Novel finite-time adaptive sliding mode tracking control for disturbed mechanical systems

Abstract

In this paper, the finite-time tracking control problem of mechanical systems subject to model uncertainties and external disturbances is investigated. A new type of finite-time adaptive sliding mode control approach is proposed based on a novel integral sliding mode surface and a novel parametric adaptation mechanism. The integral sliding mode surface is originally designed by utilizing the adding a power integrator technique. The parametric adaptation mechanism is developed by using a single adaptive updating law to estimate the square of the upper bound of the lumped uncertain term. As compared with the most existing studies, the distinctive features of the proposed controller are threefold. (1) Benefiting from the novel integral sliding mode surface, the proposed controller has no singularity problem inherently existing in the terminal sliding mode control. (2) Owing to the use of novel parametric adaptation mechanism, the proposed controller is smooth and the unexpected chattering phenomenon is significantly attenuated.
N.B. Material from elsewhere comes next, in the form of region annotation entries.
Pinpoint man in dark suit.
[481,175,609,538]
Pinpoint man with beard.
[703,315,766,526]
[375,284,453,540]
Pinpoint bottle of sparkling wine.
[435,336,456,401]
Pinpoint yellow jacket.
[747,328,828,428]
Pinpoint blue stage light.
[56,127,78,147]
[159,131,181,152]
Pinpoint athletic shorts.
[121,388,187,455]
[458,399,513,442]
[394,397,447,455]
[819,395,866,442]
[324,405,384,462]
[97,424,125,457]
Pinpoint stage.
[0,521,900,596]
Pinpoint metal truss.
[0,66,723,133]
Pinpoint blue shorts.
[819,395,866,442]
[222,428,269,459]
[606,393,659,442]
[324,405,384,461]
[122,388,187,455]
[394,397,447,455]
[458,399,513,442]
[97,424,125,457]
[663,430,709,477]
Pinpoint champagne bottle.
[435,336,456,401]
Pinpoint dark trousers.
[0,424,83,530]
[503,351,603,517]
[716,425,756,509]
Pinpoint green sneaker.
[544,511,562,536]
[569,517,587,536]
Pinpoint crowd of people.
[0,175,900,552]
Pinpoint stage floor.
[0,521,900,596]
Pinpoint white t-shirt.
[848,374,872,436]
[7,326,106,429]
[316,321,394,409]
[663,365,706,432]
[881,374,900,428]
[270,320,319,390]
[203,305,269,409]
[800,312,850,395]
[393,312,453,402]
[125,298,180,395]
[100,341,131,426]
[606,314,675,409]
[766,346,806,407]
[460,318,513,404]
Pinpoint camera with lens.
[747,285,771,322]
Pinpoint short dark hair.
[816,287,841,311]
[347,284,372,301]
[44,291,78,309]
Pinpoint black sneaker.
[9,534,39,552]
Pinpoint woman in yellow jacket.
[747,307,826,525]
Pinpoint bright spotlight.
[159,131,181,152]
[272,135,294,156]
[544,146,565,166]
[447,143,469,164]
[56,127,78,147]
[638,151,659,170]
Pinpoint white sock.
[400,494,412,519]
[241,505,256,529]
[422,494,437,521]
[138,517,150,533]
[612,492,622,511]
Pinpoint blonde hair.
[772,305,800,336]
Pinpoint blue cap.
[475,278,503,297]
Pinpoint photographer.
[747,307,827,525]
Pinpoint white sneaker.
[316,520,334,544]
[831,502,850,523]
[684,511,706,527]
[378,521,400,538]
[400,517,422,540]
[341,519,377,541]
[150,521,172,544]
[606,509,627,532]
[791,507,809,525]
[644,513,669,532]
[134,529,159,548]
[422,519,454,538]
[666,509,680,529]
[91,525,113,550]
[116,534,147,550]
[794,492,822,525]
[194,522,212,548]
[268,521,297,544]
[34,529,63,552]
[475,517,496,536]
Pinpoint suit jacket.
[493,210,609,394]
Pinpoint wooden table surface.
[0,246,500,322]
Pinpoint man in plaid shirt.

Moreover, the proposed controller is structurally simple and requires relatively few online calculations, which makes it affordable for practical applications. (3) The practical finite-time stability of the overall closed-loop system is strictly proved. The proposed controller can ensure the position and velocity tracking errors stabilize to the adjustable small neighborhoods around the origin in finite time. Lastly, the effectiveness and advantages of the proposed control approach are illustrated through simulations and comparisons.